Appartengo a una generazione che aveva fortemente creduto in quei dividendi di pace legati alla fine di quella fredda che per decenni ha diviso il mondo in due blocchi. Un passo storico dietro il quale fu fondamentale la volontà di un grande uomo come Mikhail Sergeevich Gorbaciov. L’ultimo presidente dell’Unione Sovietica si è spento a 91 anni in una clinica Mosca, dov’era ricoverato dal 2020. Un uomo che è stato amato in Occidente ma quanto mai detestato da molti in casa propria per aver messo fine a quell’Unione Sovietica, una potenza da tempo in piena crisi.
Perestroyka, Glasnot, libertà, dialogo internazionale, umanità, furono le parole chiave della sua azione e del suo sogno politico. Principi che non trovano molto spazio nella Russia di oggi in nome della volontà primaria di ripristinare, in un contesto diversamente ideologico, quella granitica grandezza della vecchia e mitica CCCP.
Da sempre nella mummificata e geriatrica realtà dei leader sovietici Gorbaciov rappresentò un vento di novità. Questo da quando, a soli 40 anni, fece parte del Comitato centrale del Pcus. Un’ascesa rapida che nel 1985 lo fece diventare segretario generale di quell “impero del male”, come veniva definito da Donald Reagan con cui Gorbaciov aprì un importante e impensabile confronto. A partire da quello storico summit di Reykjavik che, nel 1986, portò incredibilmente vicini ad una possibile ridimensionamento degli arsenali nucleari. Il sogno di un’epoca che poi non si realizzò. Anche la lady di ferro Margaret Thatcher , primo ministro britannico ferocemente anticomunista, ebbe sempre parole di grande apprezzamento verso Gorbaciov.
Un uomo che anche per stile, capacità di dialogo, apertura mentale e simpatia era lontano mille miglia da quella fila di mummie che apparivano, in divisa militare piena di medaglie , sulla Piazza Rossa nel corso delle interminabili sfilate militari. Un approccio umano e una classe che scatenò un’immediata simpatia, attenzione ed empatia nel mondo occidentale. Ma non fu mai così in madre patria.
La sua volontà di riformare, con decisione e giusta gradualità, il sistema sovietico sia sul piano politico, in un’ottica di rappresentatività democratica delle istituzioni (mandando in pensione diversi quadri dirigenti vecchi e dormienti), sia su quello economico, per assicurare una maggiore efficienza a un modello che faceva acqua da tutte le parti, si scontrò con le forze della restaurazione e con parte della potente lobby militare sovietica.
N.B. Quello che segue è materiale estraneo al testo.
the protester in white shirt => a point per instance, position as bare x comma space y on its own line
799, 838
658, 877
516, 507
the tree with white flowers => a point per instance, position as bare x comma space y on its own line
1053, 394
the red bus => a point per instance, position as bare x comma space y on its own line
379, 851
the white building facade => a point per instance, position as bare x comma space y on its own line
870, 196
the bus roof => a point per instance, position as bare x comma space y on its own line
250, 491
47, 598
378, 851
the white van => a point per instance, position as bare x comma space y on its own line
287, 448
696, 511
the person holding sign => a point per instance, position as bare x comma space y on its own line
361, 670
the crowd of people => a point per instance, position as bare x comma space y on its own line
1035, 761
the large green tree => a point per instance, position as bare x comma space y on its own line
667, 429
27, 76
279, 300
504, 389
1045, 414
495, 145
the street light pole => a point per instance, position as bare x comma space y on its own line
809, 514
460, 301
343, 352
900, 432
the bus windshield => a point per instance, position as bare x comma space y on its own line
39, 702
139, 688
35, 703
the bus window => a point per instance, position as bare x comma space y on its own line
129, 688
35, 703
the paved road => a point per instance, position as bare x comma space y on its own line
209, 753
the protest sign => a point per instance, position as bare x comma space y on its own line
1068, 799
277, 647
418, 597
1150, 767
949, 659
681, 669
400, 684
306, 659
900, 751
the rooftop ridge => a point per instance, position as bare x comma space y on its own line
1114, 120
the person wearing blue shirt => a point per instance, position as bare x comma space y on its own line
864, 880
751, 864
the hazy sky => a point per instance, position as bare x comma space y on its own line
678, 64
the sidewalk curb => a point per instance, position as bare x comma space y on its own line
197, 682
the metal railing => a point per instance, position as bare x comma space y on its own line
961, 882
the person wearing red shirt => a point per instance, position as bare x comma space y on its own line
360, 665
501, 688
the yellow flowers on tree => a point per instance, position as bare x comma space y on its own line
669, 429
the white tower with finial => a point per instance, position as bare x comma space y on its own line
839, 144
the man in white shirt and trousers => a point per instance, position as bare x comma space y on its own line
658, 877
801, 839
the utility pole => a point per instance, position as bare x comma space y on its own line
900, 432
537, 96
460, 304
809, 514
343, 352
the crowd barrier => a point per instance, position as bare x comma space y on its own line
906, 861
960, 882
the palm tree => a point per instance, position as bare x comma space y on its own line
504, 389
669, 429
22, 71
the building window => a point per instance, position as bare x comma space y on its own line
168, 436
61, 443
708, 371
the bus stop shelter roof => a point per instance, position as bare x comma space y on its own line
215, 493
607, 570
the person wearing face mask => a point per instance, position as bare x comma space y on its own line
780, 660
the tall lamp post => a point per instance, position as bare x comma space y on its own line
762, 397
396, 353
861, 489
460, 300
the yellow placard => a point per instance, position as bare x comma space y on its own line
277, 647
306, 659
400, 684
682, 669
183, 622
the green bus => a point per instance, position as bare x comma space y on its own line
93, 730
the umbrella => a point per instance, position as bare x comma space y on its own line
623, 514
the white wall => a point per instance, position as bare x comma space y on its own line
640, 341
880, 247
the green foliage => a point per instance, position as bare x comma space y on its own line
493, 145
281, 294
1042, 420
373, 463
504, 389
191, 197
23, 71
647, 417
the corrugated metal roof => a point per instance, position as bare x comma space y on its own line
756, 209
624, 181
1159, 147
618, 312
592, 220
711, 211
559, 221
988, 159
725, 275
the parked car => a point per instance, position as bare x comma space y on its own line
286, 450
Condizioni che dicevano chiaramente che quel sistema non era riformabile.
Fu la figura chiave di una nuova visione delle relazioni con una apertura concreta alla cooperazione con l’Occidente. Un discorso che intendeva mettere fine a quell’equilibrio del terrore basato sulla reciproca minaccia degli armamenti nucleari e che puntava a rinnovare le regole anche all’interno di quel blocco dominato da Mosca.
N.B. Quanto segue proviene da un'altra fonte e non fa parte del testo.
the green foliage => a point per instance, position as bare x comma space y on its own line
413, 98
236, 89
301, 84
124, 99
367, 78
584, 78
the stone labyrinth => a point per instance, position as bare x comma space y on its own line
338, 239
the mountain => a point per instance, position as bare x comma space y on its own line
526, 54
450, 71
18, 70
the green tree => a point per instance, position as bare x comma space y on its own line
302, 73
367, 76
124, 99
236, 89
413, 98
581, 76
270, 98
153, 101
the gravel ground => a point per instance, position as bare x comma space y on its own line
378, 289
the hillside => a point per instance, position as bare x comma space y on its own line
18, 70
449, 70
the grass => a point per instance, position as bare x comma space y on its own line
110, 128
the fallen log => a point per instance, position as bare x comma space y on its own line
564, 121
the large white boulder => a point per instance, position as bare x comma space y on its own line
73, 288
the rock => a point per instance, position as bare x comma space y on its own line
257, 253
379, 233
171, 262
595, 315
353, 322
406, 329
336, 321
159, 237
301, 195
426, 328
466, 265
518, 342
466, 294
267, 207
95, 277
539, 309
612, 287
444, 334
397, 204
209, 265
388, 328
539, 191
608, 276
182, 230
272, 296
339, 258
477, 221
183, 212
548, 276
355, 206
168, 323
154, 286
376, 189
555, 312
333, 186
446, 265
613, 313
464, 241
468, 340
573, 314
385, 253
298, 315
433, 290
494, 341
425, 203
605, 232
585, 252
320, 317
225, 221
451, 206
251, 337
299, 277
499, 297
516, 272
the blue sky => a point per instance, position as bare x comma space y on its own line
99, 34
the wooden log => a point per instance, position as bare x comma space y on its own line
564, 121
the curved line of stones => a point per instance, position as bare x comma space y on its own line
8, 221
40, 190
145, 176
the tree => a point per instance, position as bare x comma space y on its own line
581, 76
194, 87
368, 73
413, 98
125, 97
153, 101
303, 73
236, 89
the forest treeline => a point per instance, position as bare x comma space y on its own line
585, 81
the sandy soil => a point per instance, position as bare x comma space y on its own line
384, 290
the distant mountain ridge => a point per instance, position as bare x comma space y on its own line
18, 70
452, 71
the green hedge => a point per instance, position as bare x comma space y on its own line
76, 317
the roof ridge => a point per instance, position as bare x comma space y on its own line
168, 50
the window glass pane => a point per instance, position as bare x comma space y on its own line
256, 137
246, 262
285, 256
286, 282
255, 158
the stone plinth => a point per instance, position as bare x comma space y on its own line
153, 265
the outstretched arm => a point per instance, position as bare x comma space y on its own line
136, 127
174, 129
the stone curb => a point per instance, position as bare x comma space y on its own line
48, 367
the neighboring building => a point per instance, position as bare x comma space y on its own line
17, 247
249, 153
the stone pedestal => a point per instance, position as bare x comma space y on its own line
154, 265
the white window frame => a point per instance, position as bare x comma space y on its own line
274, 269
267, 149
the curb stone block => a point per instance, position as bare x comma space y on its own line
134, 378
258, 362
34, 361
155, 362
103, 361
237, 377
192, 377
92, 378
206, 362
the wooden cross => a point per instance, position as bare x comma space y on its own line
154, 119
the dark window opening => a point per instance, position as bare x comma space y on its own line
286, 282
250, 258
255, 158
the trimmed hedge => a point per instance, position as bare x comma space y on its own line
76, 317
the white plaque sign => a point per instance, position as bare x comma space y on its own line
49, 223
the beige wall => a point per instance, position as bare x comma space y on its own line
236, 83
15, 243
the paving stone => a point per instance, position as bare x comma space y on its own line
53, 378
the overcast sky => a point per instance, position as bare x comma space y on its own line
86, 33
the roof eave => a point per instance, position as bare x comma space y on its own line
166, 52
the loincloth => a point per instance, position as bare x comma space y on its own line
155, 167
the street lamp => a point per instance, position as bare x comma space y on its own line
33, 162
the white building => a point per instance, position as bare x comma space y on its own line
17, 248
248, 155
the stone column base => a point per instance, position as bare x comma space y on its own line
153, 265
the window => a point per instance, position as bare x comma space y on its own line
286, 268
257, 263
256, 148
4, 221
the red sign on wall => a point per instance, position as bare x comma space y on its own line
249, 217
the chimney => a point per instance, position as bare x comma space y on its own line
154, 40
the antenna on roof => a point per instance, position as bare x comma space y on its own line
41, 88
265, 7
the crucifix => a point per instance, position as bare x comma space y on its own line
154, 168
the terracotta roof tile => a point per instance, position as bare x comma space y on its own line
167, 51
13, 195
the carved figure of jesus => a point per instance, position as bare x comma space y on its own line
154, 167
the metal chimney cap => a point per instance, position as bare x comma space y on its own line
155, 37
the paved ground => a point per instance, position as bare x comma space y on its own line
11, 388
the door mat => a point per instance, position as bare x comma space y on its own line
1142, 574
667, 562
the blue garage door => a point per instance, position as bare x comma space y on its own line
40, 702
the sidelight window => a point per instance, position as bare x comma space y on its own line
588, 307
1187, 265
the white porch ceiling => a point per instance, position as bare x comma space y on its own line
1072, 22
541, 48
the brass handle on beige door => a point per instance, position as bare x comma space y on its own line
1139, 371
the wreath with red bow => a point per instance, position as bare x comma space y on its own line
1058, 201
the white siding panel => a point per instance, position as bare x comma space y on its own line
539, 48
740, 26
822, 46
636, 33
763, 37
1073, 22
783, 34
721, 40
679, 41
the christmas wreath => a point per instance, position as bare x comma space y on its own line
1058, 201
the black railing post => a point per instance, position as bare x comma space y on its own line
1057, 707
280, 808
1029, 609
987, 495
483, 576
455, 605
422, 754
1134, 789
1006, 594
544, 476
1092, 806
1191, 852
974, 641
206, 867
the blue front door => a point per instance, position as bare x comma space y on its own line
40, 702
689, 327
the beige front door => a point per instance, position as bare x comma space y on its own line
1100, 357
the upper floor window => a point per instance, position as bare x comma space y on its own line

Gorbaciov aveva intuito come quel muro di Berlino fosse destinato a sgretolarsi molto presto sotto la pressione di milioni di persone stanche di un sistema che non assicurava alcun progresso e libertà. Questo mettendo anche fine alla sanguinosa occupazione dell’Afghanistan.
Con l’arrivo di Boris Eltsin segretario del Pcus e il tentativo di golpe attuato nel 1991 dagli ambienti militari, in un disperato tentativo di restaurazione, il blocco sovietico vide il progressivo sgretolamento del suo impero, con diversi stati satelliti che dichiaravano la loro indipendenza dal Caucaso all’Ucraina.
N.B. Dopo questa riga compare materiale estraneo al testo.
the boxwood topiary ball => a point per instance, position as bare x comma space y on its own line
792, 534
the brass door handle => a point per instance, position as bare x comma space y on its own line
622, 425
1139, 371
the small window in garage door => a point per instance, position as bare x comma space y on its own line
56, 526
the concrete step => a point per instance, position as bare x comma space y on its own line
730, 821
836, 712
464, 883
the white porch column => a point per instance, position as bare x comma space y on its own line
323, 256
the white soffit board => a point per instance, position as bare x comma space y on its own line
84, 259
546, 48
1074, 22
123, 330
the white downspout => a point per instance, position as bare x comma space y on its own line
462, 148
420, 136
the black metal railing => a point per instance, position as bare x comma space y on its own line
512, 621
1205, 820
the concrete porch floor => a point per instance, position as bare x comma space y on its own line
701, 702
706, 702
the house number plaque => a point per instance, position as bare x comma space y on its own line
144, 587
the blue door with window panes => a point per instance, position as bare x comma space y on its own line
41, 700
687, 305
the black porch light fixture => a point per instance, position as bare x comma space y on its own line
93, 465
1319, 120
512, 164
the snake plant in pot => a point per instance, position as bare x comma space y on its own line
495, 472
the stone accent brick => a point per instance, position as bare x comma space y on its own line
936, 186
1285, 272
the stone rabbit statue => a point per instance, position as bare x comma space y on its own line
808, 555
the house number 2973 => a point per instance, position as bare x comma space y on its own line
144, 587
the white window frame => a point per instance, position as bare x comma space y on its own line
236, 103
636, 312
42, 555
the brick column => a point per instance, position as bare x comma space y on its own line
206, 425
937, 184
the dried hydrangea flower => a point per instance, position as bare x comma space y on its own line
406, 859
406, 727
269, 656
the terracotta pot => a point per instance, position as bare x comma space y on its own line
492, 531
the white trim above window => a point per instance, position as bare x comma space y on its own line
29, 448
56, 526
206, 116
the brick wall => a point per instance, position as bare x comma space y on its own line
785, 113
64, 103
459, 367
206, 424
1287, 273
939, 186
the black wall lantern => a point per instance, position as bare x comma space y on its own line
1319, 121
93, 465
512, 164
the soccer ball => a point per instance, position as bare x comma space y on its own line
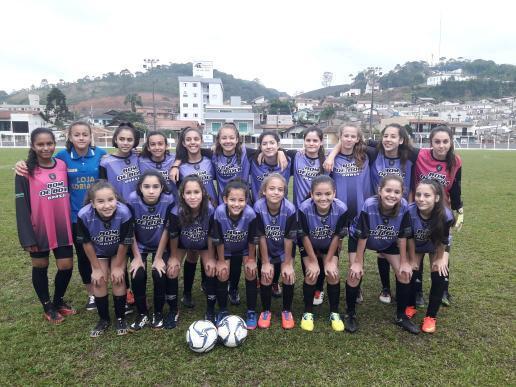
201, 336
232, 331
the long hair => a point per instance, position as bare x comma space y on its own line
450, 156
32, 158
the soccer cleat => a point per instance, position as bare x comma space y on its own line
428, 325
287, 320
307, 322
141, 322
100, 328
318, 297
385, 296
410, 311
264, 321
336, 322
121, 327
251, 319
170, 322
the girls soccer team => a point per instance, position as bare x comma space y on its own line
138, 211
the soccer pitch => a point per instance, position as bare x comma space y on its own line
474, 344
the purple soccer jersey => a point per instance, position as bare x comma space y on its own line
321, 228
192, 236
234, 234
380, 231
204, 169
149, 220
421, 232
276, 227
122, 172
105, 234
353, 183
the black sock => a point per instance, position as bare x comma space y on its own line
102, 304
288, 296
333, 296
384, 269
266, 296
119, 302
40, 283
436, 294
188, 276
308, 296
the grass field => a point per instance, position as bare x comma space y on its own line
475, 343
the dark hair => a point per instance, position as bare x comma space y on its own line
126, 126
321, 154
438, 215
186, 215
404, 149
146, 153
68, 144
151, 173
32, 158
450, 156
238, 148
181, 151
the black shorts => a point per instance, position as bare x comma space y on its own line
59, 252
Nel 1991, con le sue dimissioni, si spense definitivamente il sogno di Gorby di dare corso a una Russia libera in una nuova cooperazione internazionale scevra dalla minaccia nucleare. Tuttavia insieme alla inseparabile moglie Raissa rimase attivo con interventi e conferenze a livello internazionale ovviamente in occidente. Questo mentre a Mosca, e nell’ epopea putiniana, la sua figura risultò assolutamente marginale per un personaggio cui fu riconosciuto nel 1990 il premio Nobel per la pace. Un personaggio che rimane e rimarrà nell’immaginario collettivo di intere generazioni.
Il mondo ha bisogno di grandi uomini capaci di guardare avanti per una pace e uno sviluppo a misura d’uomo, che si costruisce con il dialogo, il confronto autentico e non solo rafforzando la sicurezza e gli apparati militari in sistemi con i piedi d’argilla che ignorano la volontà e il benessere dei popoli.